Roll your own API
January 22, 2007
Casey Muller

I'm very lazy.

Also, the web is a very open system.

As a result, I often find myself reverse engineering little things to simplify my life. I like to think of it as discovering unofficial APIs.

Ever since I installed the web developer toolbar in Firefox, it got a lot easier.

So I thought it'd be fun to document the steps I took in doing one of these. I'm going to use likebetter as an example. It's a great site, and I hope the Br*ans don't get mad at me (any publicity is good publicity guys). Also they're good engineers, so I know I won't encounter any frustrating bad design.
(Update: it turns out you can upload zip files, so this is all academic. I still want the ability to put in an RSS feed of my photos.)
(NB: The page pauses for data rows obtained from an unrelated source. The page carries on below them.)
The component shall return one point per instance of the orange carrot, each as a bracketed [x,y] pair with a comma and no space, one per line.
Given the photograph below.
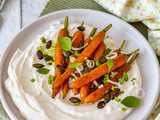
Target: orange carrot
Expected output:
[59,57]
[82,57]
[99,93]
[84,91]
[98,53]
[98,72]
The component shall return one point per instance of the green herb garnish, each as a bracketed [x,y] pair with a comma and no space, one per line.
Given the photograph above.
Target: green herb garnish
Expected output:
[74,65]
[131,102]
[65,43]
[106,78]
[117,99]
[121,92]
[124,109]
[107,51]
[76,104]
[98,63]
[43,40]
[76,54]
[32,80]
[43,71]
[110,63]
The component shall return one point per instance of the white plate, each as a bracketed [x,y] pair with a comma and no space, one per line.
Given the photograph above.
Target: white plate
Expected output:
[121,30]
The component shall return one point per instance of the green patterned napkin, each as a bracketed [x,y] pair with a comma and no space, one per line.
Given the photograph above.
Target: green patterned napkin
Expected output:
[56,5]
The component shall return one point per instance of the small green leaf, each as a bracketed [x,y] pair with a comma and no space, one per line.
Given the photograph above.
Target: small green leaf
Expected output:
[65,43]
[76,104]
[51,77]
[131,102]
[74,65]
[43,40]
[133,79]
[43,71]
[107,51]
[121,80]
[32,80]
[124,109]
[110,63]
[98,63]
[76,54]
[117,99]
[125,76]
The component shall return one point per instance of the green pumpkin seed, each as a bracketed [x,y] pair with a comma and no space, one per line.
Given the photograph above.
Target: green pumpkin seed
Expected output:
[60,68]
[39,54]
[48,44]
[38,65]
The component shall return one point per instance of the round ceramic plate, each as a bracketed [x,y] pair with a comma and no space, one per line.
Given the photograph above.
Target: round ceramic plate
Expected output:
[121,30]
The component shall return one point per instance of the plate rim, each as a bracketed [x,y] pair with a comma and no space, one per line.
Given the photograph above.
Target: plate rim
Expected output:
[4,103]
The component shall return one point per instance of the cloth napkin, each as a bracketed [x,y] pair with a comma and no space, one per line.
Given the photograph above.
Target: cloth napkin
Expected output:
[135,11]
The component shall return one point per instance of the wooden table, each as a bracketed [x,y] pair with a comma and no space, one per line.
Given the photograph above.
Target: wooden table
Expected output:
[17,14]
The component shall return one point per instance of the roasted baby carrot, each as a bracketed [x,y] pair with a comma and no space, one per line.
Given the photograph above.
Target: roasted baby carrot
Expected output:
[99,71]
[82,57]
[99,93]
[59,56]
[98,53]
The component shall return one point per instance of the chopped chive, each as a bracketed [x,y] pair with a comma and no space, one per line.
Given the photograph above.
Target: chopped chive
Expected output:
[43,40]
[76,104]
[124,109]
[32,80]
[117,99]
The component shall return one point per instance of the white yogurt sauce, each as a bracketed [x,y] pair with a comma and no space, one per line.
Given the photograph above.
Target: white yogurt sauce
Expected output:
[33,99]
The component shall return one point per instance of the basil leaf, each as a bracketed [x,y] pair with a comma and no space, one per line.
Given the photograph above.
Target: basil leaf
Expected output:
[131,102]
[110,63]
[74,65]
[107,51]
[32,80]
[43,40]
[125,76]
[65,43]
[43,71]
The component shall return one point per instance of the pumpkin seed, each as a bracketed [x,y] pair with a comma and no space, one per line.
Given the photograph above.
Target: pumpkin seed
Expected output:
[103,59]
[39,54]
[60,68]
[38,65]
[107,97]
[74,100]
[66,53]
[48,44]
[81,28]
[101,104]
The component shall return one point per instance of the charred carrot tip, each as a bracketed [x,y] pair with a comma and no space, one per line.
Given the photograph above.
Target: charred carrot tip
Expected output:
[92,32]
[107,28]
[66,23]
[122,45]
[133,58]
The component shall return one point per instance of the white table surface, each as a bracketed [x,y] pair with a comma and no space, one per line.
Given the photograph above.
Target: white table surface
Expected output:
[17,14]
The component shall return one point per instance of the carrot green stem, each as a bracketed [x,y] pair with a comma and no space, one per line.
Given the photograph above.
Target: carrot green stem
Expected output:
[66,23]
[122,45]
[133,58]
[82,23]
[92,32]
[107,28]
[128,55]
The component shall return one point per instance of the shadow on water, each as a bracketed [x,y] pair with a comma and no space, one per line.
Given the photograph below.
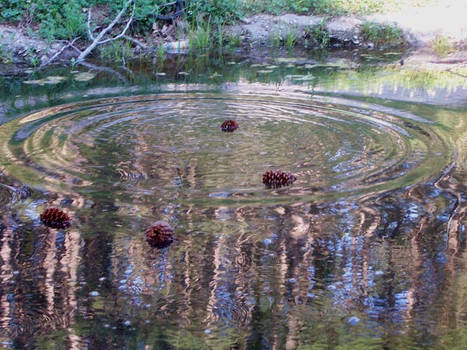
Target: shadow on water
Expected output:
[365,250]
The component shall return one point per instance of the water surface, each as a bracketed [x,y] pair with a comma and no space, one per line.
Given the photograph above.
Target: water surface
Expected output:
[365,250]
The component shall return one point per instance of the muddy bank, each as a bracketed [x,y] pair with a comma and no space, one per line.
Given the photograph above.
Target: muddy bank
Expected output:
[418,28]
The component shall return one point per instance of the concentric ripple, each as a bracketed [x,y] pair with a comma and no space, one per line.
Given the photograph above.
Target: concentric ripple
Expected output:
[169,146]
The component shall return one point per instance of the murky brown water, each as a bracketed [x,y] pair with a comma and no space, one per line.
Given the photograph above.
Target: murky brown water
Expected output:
[366,250]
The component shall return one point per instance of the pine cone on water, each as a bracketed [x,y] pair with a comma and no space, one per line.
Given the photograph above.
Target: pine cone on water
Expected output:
[55,218]
[160,234]
[229,125]
[277,178]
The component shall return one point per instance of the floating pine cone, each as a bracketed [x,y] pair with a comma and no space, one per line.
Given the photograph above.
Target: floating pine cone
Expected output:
[159,234]
[276,179]
[55,218]
[229,125]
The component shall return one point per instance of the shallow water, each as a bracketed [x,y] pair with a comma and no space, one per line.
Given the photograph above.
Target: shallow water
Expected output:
[365,250]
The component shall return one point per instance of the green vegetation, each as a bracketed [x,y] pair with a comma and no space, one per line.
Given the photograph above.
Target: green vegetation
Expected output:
[382,35]
[441,46]
[326,7]
[318,35]
[291,37]
[200,36]
[116,51]
[63,19]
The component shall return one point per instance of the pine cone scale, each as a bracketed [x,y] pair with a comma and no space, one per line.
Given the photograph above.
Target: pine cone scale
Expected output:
[277,178]
[55,218]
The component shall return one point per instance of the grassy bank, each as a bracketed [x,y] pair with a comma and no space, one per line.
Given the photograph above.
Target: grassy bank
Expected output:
[63,19]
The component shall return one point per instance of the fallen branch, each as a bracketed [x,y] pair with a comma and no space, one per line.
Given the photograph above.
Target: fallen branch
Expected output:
[136,42]
[59,52]
[98,39]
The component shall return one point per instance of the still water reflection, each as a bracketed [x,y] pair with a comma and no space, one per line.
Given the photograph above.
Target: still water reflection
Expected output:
[366,249]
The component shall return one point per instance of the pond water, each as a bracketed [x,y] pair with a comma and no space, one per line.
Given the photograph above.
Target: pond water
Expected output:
[366,250]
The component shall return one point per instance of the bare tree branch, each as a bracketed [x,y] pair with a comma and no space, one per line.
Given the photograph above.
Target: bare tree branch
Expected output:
[98,40]
[59,52]
[91,36]
[105,69]
[124,29]
[136,42]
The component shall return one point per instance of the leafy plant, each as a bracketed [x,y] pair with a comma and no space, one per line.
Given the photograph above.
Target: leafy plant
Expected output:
[441,45]
[291,37]
[318,35]
[200,36]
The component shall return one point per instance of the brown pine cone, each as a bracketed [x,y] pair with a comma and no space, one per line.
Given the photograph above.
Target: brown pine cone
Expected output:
[277,178]
[160,234]
[55,218]
[229,125]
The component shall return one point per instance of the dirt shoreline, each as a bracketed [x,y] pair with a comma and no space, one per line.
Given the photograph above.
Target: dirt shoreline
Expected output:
[420,26]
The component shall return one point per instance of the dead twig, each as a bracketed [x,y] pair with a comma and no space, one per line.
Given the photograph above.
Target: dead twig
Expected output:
[136,42]
[59,52]
[98,40]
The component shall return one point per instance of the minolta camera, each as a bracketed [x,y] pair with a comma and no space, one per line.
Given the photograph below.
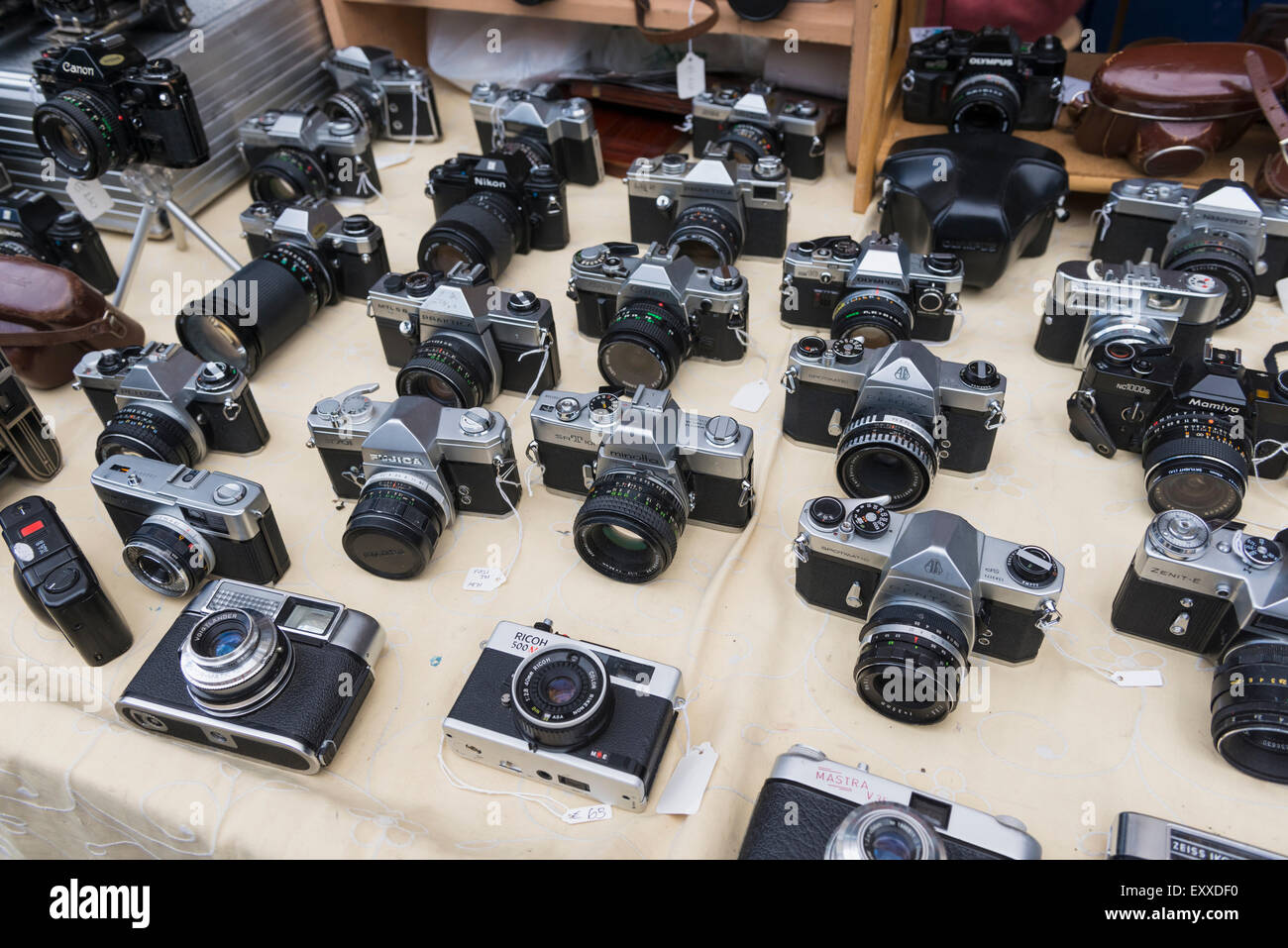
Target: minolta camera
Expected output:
[462,342]
[713,209]
[932,590]
[411,466]
[266,674]
[386,95]
[645,469]
[897,416]
[1222,230]
[875,288]
[756,124]
[581,716]
[555,132]
[1201,425]
[1094,303]
[652,312]
[181,524]
[986,81]
[848,813]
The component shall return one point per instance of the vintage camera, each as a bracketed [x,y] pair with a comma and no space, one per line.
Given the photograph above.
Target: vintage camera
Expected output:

I want to upload my photos and use their cool new widget to see which are the best, but I'm way too lazy to actually go through and push them all one at a time.

Enter wget.

Step one is to login. Bring up a login form, then use the toolbar's "view generated source" to find this nice standalone form, which submits back to its own url (login/login).
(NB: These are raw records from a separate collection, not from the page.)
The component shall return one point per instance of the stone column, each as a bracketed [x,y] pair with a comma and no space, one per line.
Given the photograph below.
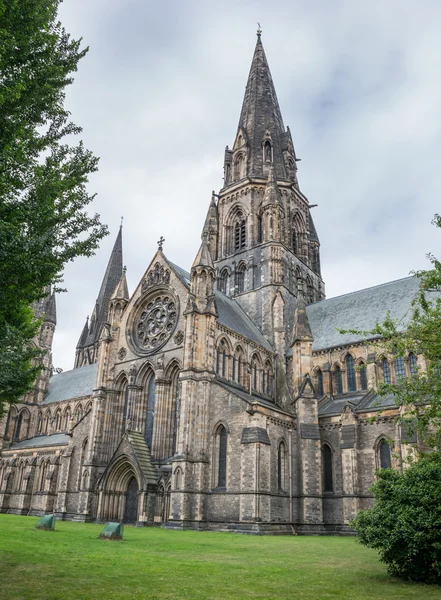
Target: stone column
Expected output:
[349,458]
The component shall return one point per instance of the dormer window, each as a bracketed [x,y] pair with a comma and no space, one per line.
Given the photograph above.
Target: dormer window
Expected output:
[267,152]
[239,234]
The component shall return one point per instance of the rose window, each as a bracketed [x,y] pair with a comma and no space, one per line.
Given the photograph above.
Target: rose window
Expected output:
[155,323]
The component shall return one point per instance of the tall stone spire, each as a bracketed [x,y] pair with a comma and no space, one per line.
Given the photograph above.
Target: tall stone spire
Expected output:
[261,139]
[87,353]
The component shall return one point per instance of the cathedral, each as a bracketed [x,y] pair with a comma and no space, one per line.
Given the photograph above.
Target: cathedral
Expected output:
[223,398]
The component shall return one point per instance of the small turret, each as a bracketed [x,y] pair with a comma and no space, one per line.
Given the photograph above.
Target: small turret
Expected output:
[211,226]
[100,313]
[202,275]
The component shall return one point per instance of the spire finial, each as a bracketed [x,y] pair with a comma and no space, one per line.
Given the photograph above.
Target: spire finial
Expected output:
[160,243]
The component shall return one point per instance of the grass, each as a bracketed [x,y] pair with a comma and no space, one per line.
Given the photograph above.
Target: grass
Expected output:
[72,564]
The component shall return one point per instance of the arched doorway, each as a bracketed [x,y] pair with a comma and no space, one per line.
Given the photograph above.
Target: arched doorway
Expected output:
[131,506]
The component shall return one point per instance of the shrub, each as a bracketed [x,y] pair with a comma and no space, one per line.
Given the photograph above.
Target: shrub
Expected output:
[404,524]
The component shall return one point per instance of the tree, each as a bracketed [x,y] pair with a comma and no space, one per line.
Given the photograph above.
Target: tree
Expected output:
[418,333]
[404,524]
[43,177]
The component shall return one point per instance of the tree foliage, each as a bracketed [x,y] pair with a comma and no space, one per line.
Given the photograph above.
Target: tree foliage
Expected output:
[404,524]
[43,177]
[418,332]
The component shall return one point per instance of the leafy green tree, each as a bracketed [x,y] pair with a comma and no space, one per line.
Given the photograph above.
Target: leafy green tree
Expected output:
[404,524]
[43,177]
[419,333]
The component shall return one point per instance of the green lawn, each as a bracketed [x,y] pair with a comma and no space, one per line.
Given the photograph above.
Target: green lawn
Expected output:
[72,564]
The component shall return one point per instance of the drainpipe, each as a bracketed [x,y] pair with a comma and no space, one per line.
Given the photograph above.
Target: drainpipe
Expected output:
[290,477]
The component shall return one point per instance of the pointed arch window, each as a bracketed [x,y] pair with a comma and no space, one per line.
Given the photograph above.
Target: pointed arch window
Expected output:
[18,425]
[320,390]
[281,467]
[338,380]
[240,234]
[259,229]
[350,373]
[240,278]
[58,420]
[328,483]
[178,478]
[150,416]
[400,369]
[363,376]
[221,359]
[267,151]
[223,281]
[309,291]
[294,241]
[66,418]
[413,364]
[386,370]
[384,455]
[222,457]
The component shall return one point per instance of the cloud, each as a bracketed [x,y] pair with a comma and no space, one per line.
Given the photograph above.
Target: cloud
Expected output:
[159,96]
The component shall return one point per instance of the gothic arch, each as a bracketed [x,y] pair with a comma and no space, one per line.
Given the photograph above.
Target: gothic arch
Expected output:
[224,278]
[47,422]
[78,413]
[383,452]
[328,467]
[58,419]
[298,234]
[256,371]
[66,417]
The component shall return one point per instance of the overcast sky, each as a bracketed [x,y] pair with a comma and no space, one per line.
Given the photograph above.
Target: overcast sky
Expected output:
[159,96]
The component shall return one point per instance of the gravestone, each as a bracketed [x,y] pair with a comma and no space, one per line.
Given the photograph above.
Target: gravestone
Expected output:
[112,531]
[47,522]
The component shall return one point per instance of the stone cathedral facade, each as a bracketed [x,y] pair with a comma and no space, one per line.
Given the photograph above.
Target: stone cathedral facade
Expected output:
[223,398]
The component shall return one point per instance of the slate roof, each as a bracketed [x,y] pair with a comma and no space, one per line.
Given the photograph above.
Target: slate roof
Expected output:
[250,398]
[369,401]
[58,439]
[142,454]
[111,278]
[261,113]
[72,384]
[360,310]
[231,315]
[183,275]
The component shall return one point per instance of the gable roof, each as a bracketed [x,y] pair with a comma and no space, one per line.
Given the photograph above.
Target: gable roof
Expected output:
[360,310]
[40,441]
[72,384]
[231,315]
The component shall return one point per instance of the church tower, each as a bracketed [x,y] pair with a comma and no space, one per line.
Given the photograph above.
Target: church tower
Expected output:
[265,241]
[87,346]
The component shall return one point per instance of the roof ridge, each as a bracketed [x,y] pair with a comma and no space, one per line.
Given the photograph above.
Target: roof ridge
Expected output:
[364,289]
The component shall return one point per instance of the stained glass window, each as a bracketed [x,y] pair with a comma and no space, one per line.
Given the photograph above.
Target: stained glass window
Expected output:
[222,459]
[327,469]
[385,458]
[363,377]
[413,364]
[400,369]
[350,373]
[150,417]
[338,380]
[386,371]
[320,390]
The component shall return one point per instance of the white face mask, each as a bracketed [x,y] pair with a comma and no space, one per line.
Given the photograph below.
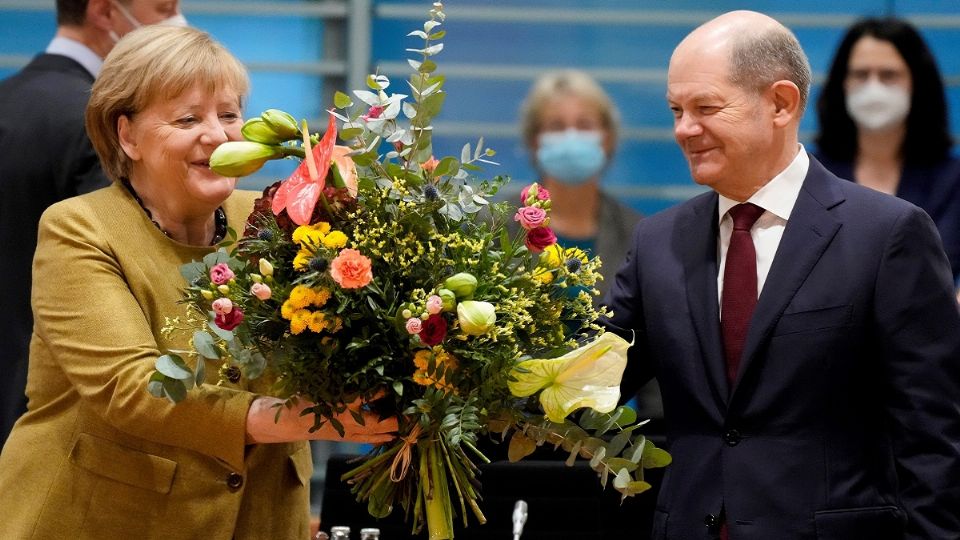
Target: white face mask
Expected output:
[175,20]
[876,106]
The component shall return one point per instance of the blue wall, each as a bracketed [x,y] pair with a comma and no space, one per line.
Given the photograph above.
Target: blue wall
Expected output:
[648,170]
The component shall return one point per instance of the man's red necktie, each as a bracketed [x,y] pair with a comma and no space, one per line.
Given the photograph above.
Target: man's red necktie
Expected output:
[739,294]
[739,286]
Perfect, here's what we do:

wget --save-cookies cookies.txt --post-data 'username=caseymrm&password=(mypass)' http://likebetter.com/login/login

Looking in cookies.txt, we see a nice Ruby on Rails _session_id cookie. For websites that use session cookies, add --keep-session-cookies.

Okay, next step is to locate the upload form. Likebetter has kindly provided an upload from URL option, which I'm going to use to avoid having to post files.

Again, bring up the upload dialog, and view the generated source. Loading the form doesn't bring up a nice standalone page this time, so here's a few relevant excerpts:

<form action="/user/upload_personal_channel_image" enctype="multipart/form-data" method="post" onsubmit="showobject('busy-upload-form');" target="image-upload-frame"> <input name="channel_id" value="(id here)" type="hidden"> from the web (URL): <input class="txt" id="upload_url" name="upload_url" onfocus="this.select()" size="37" value="http://" type="text"> <input name="commit" value="Upload" type="submit"> </form>

I start simple:

wget --load-cookies cookies.txt --post-data 'upload_url=http://bigfiles.null-terminated.com:81/digitalcamera/2004_07_17/mediumIMG_1033.JPG' http://likebetter.com/user/upload_personal_channel_image

500 server error. I keep adding things that look useful until I find one that works:

wget --load-cookies cookies.txt --post-data 'upload_url=http://bigfiles.null-terminated.com:81/digitalcamera/2004_07_17/mediumIMG_1033.JPG&commit=Upload&channel_id=(id)' http://likebetter.com/user/upload_personal_channel_image

Bingo. I browse to my likebetter profile and see the picture I chose made it there.

At this point I notice that likebetter also lets you zip up a bunch of files and do them all at once. Doh. Better update the top of this post.

Anyway, since I already have the wget command-line figured out, let's try it on the (few) 2007 photos I've taken:

find 2007* -name "medium*" -print | xargs -iimgurl wget --load-cookies cookies.txt --post-data 'upload_url=http://bigfiles.null-terminated.com:81/digitalcamera/imgurl&commit=Upload&channel_id=(id)' http://likebetter.com/user/upload_personal_channel_image

It works!

Now I'm gonna email likebetter and see if they're (1) okay with this article and (2) okay with me uploading a few thousand pictures using this technique.
(Update: they said yes, I'm doing it now! At one every couple seconds, it's gonna take a while)

Go see the upload in progress at my likebetter channel.